(Yazının beraberinde dinlemek için şarkı önerim: Sheffy Oren Bach’tan Grandmother Song)
Doğum ve ölümün mutlak gerçekler olduğunu, cinsiyetimizin ise tercih meselesi olmadığını hatırlatarak başlamak istiyorum. Tıpkı doğduğumuz aile, ülke ve devrin seçimsizliği gibi. Bazılarımız doğuştan daha şanslı, bazılarımız daha şanssız şartlara sahip olabiliriz. Sahip olduğumuz cinsiyetin meziyetlerini ve şartları en iyi şekilde değerlendirmeye hakkımız olması gibi sahip olamadıklarımıza hayıflanmak da seçimsiz ve faydasız bir istektir. Kabul burda bizi destekler.

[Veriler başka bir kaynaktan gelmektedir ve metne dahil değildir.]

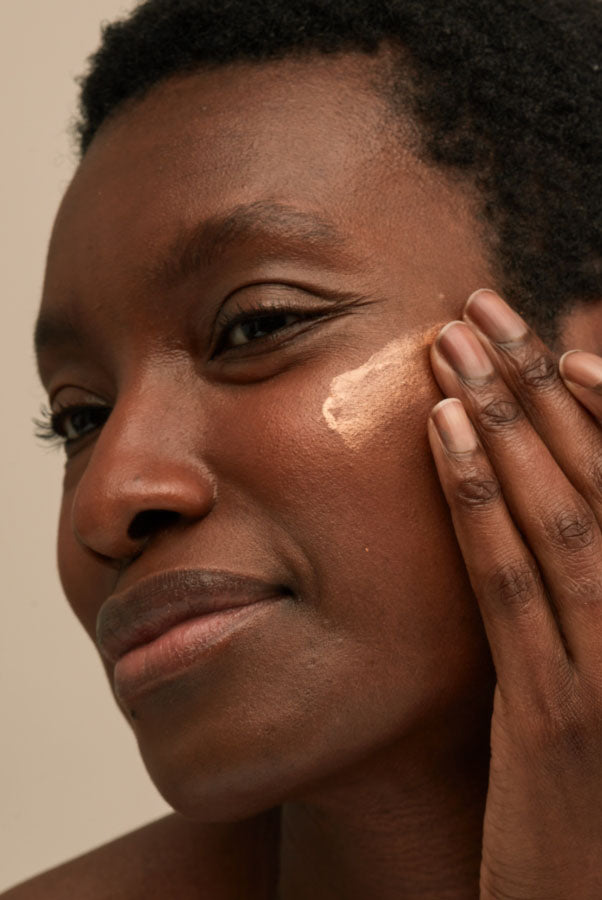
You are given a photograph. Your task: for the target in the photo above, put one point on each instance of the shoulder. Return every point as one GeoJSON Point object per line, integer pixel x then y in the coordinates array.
{"type": "Point", "coordinates": [172, 857]}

Haberlerde, sosyal medyada takip ettiğimiz özellikle kadına yönelik sayısız şiddet ve vahşet olayı var. Bir kadının başına gelenleri açıklamaya çalışılırken bir erkeğe empati yapması için “Ya senin de annenin/ kız kardeşinin/ kızının başına gelseydi?” gibi şeyler söylenebilir. Fakat yukarıda yazdığım gibi bir seçimsizlikten ve kabulden başlarsak “Senin de başına gelebilirdi.” diyebiliriz. Çünkü “Sen de bir kadın olabilirdin.” denebilir. Hatta konu daha narin ve fiziksel olarak nispeten zayıf olma meselesini de içeriyorsa bu aynı şartlardaki bir erkeğin de başına gelebilir. O nedenle “Kadına şiddet” herkesin ve her cinsiyetin sahip çıkması gereken, toplumda dönüştürülmesi gereken bir meseledir. Aksi takdirde bize yaşam diye verilen hediyenin değerini bilmediğimiz, insan türüne evrimle bahşedilen özelliklerimizi kullanmadan göçüp gittiğimiz bu yol anlamsızdır.
Kadın haklarını savunmak zorunda kalmamıza sebep olan olaylar, tutumlar, davranışlar sadece bizim ülkemize ait kanayan bir yara değil. Fakat bu topraklardaki zorluklar bir yaradan çok kanser gibi nükseden bir boyutta maalesef. Eğer dinlemek isterseniz acıların çığlıklarının yüksekliğini fark etmek zor değil. “Dinlemek isterseniz” dedim çünkü onlar yokmuş gibi davranabilirsiniz, onları görmezden gelebilirsiniz, küçük bir çocuğu kandırır gibi “Geçti, geçti” diyerek zor duyguları ‘kötü’ duygular diye etiketleyebilir ve onlara düşman olabilirsiniz. Bu kadınlara yapılan zulmü, şiddeti, haksızlıkları veya çifte standardı değiştirmez ve azaltmaz. Hatta bazı koşullarda mantıklı açıklama yapmaya çalışırken kurbanda suç aramaya giderek destekler bile. O nedenle biraz rahatsızlık duymak bir şeylerin değişmesini diliyorsak iyidir. Bu rahatsızlık da o acıları fark etmek ve görmek ile başlar.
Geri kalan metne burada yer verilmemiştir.